I do not know if they are actively pursuing it. Interestingly enough, it's a basically a thermonuclear warhead backwards.


----------



## dalsgaard (Aug 14, 2010)

absentminded said:


> I do not know if they are actively pursuing it. Interestingly enough, it's a basically a thermonuclear warhead backwards.


Except in warheads, we don't have to worry about overcritical chain-reactions. That's sort of the point of it all 

It sucks that it's fairly easy to release an enormous amount of energy at once. Just compress material fast enough, and it will go 'kaboom'. But a nuclear reactor is, in a way, just a controlled series of small nuclear explosions. Adding to all of that, we have neutrons that behave in a manner that is, by physical law, unpredictable. It astonishes me that we are even able to come close.


----------



## Runvardh (May 17, 2011)

dalsgaard said:


> However, He-3 ... it is a very rare isotope. _On earth_, that is. On the moon it's far more prominent.


And Saturn, IIRC.


----------



## MachinegunDojo (Dec 27, 2009)

I think by the time fusion becomes a reality we'll have perfected clean nuclear fission. IIRC We're pretty close as it is, just need to bring down the heavy costs.

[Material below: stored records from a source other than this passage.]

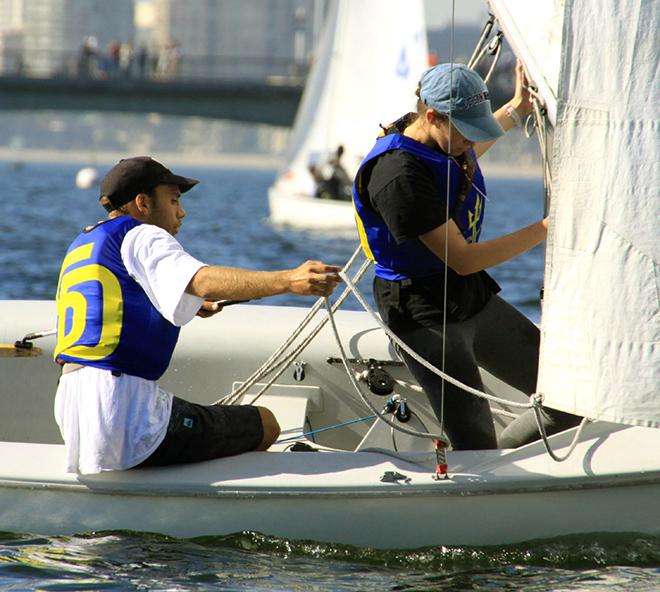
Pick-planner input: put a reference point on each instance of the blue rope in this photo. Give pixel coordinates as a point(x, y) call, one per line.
point(319, 430)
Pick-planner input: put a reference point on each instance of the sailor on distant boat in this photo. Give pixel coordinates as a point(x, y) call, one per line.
point(125, 289)
point(422, 229)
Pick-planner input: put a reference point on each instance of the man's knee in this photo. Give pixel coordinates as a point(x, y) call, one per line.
point(270, 426)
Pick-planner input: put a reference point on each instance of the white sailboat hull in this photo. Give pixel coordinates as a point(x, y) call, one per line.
point(339, 500)
point(611, 482)
point(307, 211)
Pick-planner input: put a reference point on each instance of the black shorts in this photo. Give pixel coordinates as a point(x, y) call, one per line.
point(202, 432)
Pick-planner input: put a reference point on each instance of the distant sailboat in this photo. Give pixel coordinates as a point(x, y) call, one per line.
point(369, 59)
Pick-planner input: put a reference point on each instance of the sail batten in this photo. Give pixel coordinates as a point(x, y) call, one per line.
point(600, 354)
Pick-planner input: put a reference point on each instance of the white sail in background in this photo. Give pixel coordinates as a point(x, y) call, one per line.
point(601, 315)
point(370, 58)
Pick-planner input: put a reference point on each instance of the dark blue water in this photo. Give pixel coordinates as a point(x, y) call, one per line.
point(41, 211)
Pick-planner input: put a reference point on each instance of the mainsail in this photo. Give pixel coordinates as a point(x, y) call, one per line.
point(371, 55)
point(595, 63)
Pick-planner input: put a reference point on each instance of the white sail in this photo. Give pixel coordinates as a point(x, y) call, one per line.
point(371, 55)
point(601, 316)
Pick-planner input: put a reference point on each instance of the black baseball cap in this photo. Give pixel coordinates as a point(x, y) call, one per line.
point(139, 174)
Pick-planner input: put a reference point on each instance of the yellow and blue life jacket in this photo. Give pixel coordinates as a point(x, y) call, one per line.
point(105, 319)
point(411, 258)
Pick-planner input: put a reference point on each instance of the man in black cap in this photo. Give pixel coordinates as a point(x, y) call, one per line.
point(125, 289)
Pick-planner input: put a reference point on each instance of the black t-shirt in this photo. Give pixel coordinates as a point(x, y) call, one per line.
point(401, 189)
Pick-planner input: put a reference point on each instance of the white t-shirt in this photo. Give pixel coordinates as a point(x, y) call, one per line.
point(114, 423)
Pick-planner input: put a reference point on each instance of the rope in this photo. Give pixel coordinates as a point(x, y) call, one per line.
point(320, 430)
point(356, 386)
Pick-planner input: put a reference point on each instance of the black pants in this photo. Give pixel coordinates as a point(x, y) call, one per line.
point(498, 338)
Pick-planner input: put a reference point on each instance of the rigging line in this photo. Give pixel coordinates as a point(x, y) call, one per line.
point(546, 443)
point(485, 33)
point(421, 360)
point(272, 362)
point(445, 279)
point(493, 46)
point(325, 429)
point(356, 386)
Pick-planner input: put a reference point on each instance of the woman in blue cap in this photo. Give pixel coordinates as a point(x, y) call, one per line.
point(420, 199)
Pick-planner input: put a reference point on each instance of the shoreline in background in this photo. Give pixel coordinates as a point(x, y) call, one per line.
point(234, 161)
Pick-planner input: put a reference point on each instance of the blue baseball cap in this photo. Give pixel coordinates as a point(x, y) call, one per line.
point(469, 104)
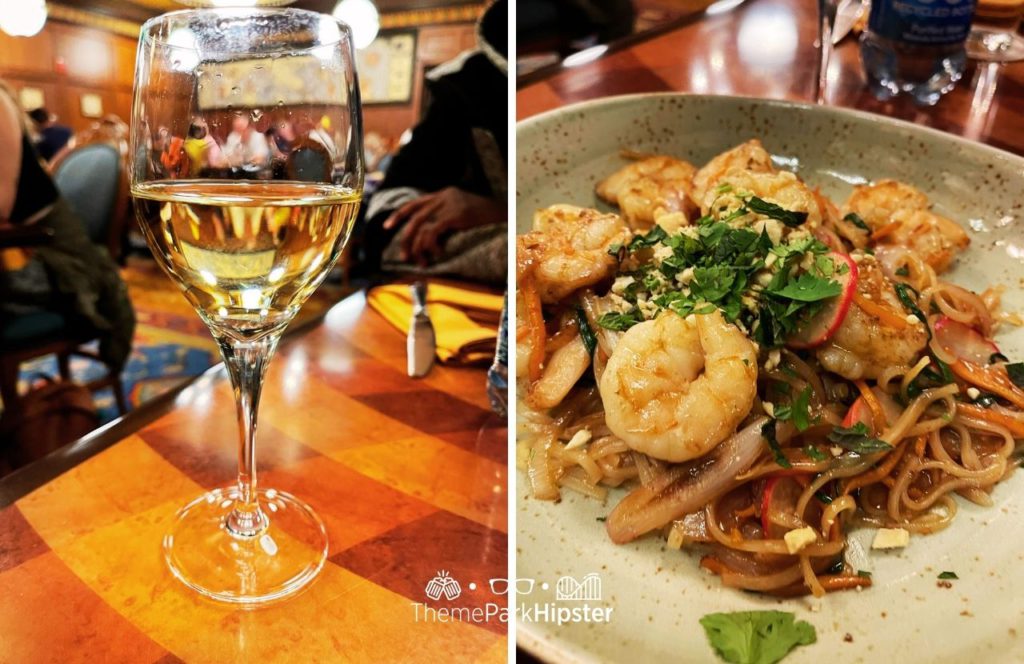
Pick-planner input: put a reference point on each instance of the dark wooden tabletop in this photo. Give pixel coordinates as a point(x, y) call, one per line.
point(765, 48)
point(409, 475)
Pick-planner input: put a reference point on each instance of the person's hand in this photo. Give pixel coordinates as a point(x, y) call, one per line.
point(429, 217)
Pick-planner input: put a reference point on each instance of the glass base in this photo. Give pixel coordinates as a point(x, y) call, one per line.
point(274, 564)
point(994, 46)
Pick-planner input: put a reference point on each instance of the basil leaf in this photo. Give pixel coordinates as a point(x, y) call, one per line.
point(768, 431)
point(815, 453)
point(586, 333)
point(619, 322)
point(856, 439)
point(788, 217)
point(756, 636)
point(1016, 373)
point(855, 219)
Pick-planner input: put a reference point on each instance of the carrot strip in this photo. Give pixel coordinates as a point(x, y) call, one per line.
point(885, 231)
point(878, 415)
point(713, 565)
point(535, 326)
point(993, 379)
point(884, 314)
point(1016, 427)
point(844, 582)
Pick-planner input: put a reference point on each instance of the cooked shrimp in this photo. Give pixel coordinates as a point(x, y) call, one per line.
point(652, 190)
point(750, 156)
point(898, 214)
point(676, 387)
point(568, 249)
point(781, 188)
point(561, 371)
point(877, 331)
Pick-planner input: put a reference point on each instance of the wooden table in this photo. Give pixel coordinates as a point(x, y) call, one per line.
point(765, 48)
point(410, 476)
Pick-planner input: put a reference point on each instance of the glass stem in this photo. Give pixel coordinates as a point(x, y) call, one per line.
point(247, 362)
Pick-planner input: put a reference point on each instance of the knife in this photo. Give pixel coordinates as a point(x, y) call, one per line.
point(420, 344)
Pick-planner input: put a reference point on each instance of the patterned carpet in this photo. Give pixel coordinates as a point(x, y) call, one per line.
point(171, 342)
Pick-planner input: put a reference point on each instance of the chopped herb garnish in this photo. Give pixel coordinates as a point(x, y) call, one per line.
point(815, 453)
point(586, 333)
point(855, 219)
point(620, 322)
point(986, 401)
point(756, 636)
point(1016, 373)
point(768, 431)
point(801, 410)
point(807, 288)
point(773, 211)
point(903, 293)
point(857, 439)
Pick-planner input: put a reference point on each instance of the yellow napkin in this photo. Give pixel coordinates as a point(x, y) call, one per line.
point(465, 320)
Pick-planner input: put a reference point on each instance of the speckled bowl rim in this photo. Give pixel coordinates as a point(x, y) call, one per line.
point(550, 650)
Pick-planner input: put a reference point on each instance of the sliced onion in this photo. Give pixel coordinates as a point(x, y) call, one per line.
point(689, 488)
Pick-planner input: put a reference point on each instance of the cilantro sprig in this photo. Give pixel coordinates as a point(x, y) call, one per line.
point(756, 636)
point(858, 440)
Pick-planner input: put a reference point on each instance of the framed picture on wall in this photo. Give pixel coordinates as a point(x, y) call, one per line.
point(387, 68)
point(92, 106)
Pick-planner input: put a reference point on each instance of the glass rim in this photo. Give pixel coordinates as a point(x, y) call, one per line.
point(145, 32)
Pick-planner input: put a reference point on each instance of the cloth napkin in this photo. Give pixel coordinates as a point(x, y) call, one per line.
point(465, 319)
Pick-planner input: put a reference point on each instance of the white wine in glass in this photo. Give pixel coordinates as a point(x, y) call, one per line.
point(247, 174)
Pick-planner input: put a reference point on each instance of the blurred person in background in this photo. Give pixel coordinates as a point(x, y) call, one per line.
point(245, 147)
point(52, 136)
point(69, 275)
point(441, 207)
point(202, 150)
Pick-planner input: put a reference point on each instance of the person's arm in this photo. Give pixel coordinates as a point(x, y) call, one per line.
point(10, 148)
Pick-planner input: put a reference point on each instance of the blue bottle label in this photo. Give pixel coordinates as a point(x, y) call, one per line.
point(922, 22)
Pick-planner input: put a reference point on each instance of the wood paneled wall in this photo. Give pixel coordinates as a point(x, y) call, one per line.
point(67, 61)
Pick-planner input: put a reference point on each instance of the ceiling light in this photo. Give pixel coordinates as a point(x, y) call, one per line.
point(23, 17)
point(361, 16)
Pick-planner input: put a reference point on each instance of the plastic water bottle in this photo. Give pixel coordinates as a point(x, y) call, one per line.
point(498, 375)
point(915, 46)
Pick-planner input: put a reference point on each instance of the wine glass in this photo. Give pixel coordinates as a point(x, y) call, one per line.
point(826, 26)
point(247, 207)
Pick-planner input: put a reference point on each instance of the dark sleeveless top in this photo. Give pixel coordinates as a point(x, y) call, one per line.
point(35, 187)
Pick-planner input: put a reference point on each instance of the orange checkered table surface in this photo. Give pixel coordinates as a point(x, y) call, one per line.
point(409, 475)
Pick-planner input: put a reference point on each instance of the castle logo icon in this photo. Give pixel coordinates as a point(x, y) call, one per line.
point(586, 589)
point(443, 585)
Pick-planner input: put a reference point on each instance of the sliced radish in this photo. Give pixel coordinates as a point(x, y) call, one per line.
point(964, 341)
point(859, 412)
point(823, 326)
point(777, 505)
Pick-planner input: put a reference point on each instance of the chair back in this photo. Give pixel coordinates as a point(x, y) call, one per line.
point(92, 176)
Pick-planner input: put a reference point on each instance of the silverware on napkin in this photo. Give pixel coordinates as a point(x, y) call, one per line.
point(421, 345)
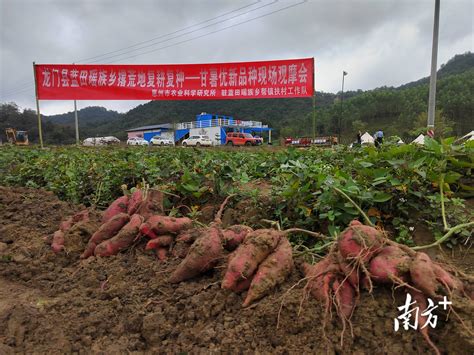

No nuclear waste will kill most problems with nuclear fission. Not to mention better materials to guard against natural disasters are quickly becoming better and better and just as necessary for potential nuclear fusion systems anyways. I'd imagine the costs needed for proper nuclear fusion research would be greater than building a clean nuclear reactor that can utilize current nuclear waste as a (secondary?) fuel. It's one thing to come up with a new method of producing energy but what about getting rid of the current waste build up?


----------